Here we arrange Category in descending order according to the median value of Bach_Med_Income. The argument FUN = median tells reorder to use the median() function to guide the reordering.

These examples both use a variable in the data to guide the reordering, but this is a problem for us when we’d like to use geom_bar(), which calculates the height of the bars internally. Unfortunately, there’s no easy way to handle this using reorder(), but we can use the fct_infreq() function in the forcats package:

# install.packages("forcats")

ggplot(data = police, aes(x = fct_infreq(race))) + geom_bar()

In summary:

  • We can use reorder() to change the ordering of a categorical variable according to either:
    • Another variable in our data, using the argument X = var_name
    • A function of another variable in our data, using the arguments X = var_name and FUN = function_name
  • We can use fct_infreq() to change the ordering of categories in bar charts that rely upon ggplot() to calculate the heights of the bars internally.

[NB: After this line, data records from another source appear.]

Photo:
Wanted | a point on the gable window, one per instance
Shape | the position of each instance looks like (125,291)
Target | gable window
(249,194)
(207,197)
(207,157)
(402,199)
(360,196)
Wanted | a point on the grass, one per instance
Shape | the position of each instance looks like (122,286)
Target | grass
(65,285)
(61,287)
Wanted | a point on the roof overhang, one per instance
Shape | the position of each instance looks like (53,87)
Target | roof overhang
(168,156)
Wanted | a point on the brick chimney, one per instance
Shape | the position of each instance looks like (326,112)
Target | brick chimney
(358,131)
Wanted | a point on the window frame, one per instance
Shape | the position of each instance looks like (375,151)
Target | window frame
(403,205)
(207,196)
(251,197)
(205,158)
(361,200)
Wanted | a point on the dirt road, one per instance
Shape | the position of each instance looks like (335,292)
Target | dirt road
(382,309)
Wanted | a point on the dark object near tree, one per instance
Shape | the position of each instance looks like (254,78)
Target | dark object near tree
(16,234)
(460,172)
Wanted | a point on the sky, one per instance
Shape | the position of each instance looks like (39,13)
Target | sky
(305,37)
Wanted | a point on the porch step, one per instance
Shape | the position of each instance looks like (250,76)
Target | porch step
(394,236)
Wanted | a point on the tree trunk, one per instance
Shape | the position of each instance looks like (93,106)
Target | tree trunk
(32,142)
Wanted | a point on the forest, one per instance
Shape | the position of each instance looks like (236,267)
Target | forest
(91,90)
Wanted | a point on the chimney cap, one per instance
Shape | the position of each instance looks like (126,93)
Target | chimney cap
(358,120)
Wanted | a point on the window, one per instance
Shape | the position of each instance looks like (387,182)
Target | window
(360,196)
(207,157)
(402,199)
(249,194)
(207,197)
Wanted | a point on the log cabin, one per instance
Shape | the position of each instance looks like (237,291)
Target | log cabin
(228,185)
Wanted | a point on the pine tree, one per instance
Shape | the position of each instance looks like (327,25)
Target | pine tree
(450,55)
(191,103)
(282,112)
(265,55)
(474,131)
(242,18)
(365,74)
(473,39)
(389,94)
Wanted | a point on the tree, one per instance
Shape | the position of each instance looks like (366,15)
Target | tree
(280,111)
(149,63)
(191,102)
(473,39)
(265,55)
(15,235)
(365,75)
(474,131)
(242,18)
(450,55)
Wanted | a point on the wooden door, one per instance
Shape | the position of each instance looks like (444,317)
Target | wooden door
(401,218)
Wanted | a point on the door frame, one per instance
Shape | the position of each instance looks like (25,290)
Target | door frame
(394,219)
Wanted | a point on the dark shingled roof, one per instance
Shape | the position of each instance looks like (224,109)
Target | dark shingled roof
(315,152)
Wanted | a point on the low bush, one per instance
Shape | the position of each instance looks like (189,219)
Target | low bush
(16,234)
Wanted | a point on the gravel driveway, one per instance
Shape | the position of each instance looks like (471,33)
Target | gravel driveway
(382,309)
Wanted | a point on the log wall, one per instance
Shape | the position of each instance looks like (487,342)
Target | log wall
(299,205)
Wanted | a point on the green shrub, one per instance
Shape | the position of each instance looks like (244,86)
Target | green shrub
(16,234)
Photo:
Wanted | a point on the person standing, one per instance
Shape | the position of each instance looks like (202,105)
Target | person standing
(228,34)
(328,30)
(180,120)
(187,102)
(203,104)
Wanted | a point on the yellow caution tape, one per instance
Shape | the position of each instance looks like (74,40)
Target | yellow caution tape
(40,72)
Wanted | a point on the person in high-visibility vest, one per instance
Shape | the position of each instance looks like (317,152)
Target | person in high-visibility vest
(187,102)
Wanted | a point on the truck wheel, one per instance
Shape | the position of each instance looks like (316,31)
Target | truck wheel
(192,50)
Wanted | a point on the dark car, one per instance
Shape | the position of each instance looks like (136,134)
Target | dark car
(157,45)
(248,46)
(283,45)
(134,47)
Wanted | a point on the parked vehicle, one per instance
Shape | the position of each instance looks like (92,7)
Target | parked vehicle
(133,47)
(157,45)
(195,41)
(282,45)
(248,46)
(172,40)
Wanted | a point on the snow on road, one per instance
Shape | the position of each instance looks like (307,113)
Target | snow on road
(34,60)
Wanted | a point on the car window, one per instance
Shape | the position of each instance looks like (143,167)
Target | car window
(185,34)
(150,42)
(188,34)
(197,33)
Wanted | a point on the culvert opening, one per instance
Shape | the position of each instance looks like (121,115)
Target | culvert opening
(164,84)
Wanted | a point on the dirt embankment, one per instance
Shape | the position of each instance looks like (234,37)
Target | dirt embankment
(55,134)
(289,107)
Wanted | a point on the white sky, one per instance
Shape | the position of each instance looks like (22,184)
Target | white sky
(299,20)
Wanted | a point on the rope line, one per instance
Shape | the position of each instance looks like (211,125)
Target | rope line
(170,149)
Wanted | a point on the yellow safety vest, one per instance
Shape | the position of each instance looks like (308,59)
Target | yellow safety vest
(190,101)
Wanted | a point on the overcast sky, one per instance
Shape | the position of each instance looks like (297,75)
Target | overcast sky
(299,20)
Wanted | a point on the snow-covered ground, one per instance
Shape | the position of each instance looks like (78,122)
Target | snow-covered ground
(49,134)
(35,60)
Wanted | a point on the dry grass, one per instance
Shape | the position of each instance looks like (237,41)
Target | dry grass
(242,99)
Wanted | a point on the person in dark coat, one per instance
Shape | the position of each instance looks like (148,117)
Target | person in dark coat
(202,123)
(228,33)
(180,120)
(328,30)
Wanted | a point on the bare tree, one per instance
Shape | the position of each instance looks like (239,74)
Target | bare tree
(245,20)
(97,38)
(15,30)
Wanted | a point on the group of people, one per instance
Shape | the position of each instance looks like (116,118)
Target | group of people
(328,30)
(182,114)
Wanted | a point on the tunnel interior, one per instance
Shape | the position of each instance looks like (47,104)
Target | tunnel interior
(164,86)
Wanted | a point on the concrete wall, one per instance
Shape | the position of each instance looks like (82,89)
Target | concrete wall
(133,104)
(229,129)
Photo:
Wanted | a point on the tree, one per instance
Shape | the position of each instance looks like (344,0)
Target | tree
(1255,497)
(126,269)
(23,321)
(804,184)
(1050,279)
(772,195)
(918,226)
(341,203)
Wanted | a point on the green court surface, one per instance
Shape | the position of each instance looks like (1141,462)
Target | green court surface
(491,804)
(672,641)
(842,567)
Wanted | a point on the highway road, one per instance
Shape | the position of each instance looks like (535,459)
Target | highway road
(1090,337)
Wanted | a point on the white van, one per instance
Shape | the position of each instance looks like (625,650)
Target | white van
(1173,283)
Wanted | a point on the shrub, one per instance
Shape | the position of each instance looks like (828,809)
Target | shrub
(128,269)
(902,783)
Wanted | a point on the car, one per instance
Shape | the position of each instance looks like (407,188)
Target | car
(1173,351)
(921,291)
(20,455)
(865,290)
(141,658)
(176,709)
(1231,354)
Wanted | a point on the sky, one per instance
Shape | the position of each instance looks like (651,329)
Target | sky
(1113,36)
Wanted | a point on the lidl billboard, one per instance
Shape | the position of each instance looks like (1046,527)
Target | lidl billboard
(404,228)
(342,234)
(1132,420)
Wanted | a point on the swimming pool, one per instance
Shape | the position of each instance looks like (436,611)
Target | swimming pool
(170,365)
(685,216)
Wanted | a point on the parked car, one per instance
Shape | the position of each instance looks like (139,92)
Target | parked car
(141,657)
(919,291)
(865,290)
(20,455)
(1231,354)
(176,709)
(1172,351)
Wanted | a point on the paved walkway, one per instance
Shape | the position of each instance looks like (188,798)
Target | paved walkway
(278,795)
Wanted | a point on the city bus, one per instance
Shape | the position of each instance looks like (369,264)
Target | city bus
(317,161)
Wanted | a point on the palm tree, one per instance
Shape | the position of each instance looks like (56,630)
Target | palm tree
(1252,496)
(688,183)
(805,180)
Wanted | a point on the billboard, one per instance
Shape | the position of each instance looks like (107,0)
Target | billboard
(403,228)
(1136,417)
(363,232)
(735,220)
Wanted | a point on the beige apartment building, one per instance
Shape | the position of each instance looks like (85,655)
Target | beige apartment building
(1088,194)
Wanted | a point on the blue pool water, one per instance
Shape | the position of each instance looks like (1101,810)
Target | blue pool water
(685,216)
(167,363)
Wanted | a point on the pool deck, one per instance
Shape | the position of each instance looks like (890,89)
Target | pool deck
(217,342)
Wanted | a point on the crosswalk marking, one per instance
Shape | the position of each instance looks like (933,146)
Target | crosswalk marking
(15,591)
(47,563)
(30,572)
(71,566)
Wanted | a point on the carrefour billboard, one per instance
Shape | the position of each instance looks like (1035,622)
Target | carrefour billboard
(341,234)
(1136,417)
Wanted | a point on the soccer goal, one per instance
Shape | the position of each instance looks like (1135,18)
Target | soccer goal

Question #3: Using the college_majors data, create a column chart that shows the percentage of females in the workforce for each major in ascending (increasing) order.

Question #4: Using the police data, create bar chart that shows the frequency of police involved deaths by state with the states arranged in descending (decreasing) order.

Question #5: Using the police data, create a set of side-by-side box plots that show the distribution of ages among those involved in police involved deaths by race/ethnicity, where the racial/ethnic categories appear along the x-axis ordered by their corresponding mean age.